Theoretical and Practical Implications
Theoretical Implications:
- Long-form evaluation requires multi-dimensional assessment: Single scores (e.g., FVD, CLIP score) are insufficient for minute-scale generation
- Conditioning modality affects generation stability: Different models excel with different input formats (text, image, or video)
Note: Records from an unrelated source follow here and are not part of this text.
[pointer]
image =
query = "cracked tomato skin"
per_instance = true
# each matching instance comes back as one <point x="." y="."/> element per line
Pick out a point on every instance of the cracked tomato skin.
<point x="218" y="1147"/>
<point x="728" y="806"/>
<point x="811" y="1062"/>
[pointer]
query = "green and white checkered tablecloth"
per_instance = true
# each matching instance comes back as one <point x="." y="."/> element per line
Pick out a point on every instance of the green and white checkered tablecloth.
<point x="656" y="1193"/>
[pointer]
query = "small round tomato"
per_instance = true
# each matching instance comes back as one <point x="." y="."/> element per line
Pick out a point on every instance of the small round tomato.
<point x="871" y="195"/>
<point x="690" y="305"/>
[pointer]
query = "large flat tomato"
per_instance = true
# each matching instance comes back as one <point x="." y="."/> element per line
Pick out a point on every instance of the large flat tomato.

- Audio-visual synchronization decays over time: Maintaining AV alignment becomes increasingly challenging with duration
Practical Implications:
- Benchmark as diagnostic tool: LongAV-Compass helps identify specific failure modes (identity drift, transition artifacts) rather than just ranking models
- Guidance for model development: Highlights need for better long-range temporal modeling and cross-event consistency mechanisms
- Application-specific evaluation: Different scenarios (Vlog vs. Performance Ads) stress different model capabilities
Conclusion
LongAV-Compass establishes a unified benchmark for minute-scale audio-visual generation across T2AV, I2AV, and V2AV. Key takeaways:
- Current models cannot be characterized by single scores – strong long-form generation requires joint success across event completion, temporal continuity, visual quality, semantic alignment, and audio-visual synchronization
- Proprietary models lead but have clear weaknesses – particularly in product-oriented scenarios and complex event chains
- Audio generation remains challenging – native audio support doesn't guarantee synchronized, coherent soundtracks over minute durations
- Benchmark enables systematic diagnosis – revealing where models fail as temporal scope, conditioning diversity, and cross-modal coupling increase
Future Directions: Extending to even longer durations (5-10 minutes), incorporating more complex narrative structures, and developing better automatic metrics for long-range consistency assessment.